Natural keyword integration helps your resume appear in searches for:
Fruit picker
Farm worker
Harvest worker
Packing shed worker
Agricultural labourer
Seasonal worker
Orchard worker
Do not keyword stuff.
The best resumes sound natural while still covering relevant terminology.
For direct farm applications, a short tailored cover letter can help, especially when competition is high.
But it should stay practical and concise.
A strong fruit picking cover letter should quickly explain:
Availability
Work rights
Physical readiness
Location flexibility
Relevant labour experience
Farm employers do not want long corporate-style letters.

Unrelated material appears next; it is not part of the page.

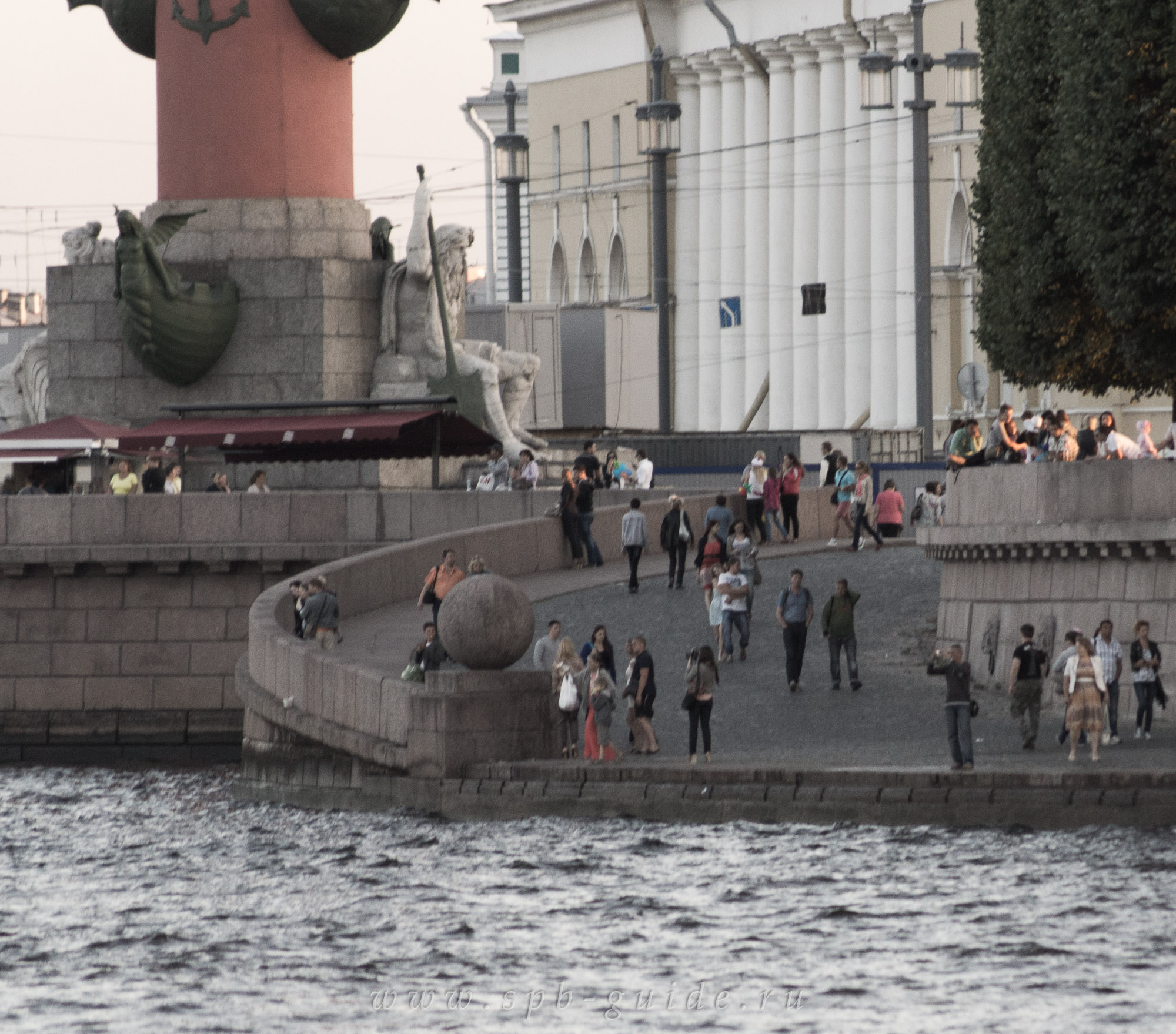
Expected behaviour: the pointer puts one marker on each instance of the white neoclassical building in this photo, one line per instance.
(783, 181)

After reviewing thousands of seasonal applications, the strongest candidates usually communicate four things fast:
Reliability
Physical capability
Availability
Low hiring risk
That is what gets interviews.
The resumes that fail usually:
Sound generic
Feel copied
Avoid practical details
Focus on personality instead of employability
Ignore the realities of agricultural work
Hiring managers are not looking for perfection.
They are looking for workers who are likely to turn up, work hard, and stay through harvest season.
Many successful fruit pickers in Australia start with zero agricultural background.
Employers know this.
What matters is whether your resume proves transferable work behaviours.
The strongest non-farm candidates usually highlight:
Labour-intensive experience
Physical stamina
Outdoor work exposure
Fast-paced work environments
Reliability in shift-based roles
Long-hour availability
Team-based operational work
Even hospitality experience can work if framed properly.
Example
Worked in high-pressure hospitality environments requiring long shifts, fast-paced teamwork, physical stamina, and consistent attendance during peak periods.
This translates effectively to harvest work.
Fruit picking recruitment in Australia is highly practical.
Your resume does not need to impress corporate recruiters.
It needs to reduce employer doubt.
The best resumes make employers think:
“This person understands the job and is likely to stick.”
That is the real goal.
Focus on:
Reliability
Physical readiness
Practical work experience
Availability
Work rights
Simplicity
Honest positioning
Avoid trying to sound overly professional.
For seasonal agricultural hiring, realistic and job-relevant always performs better than polished but generic.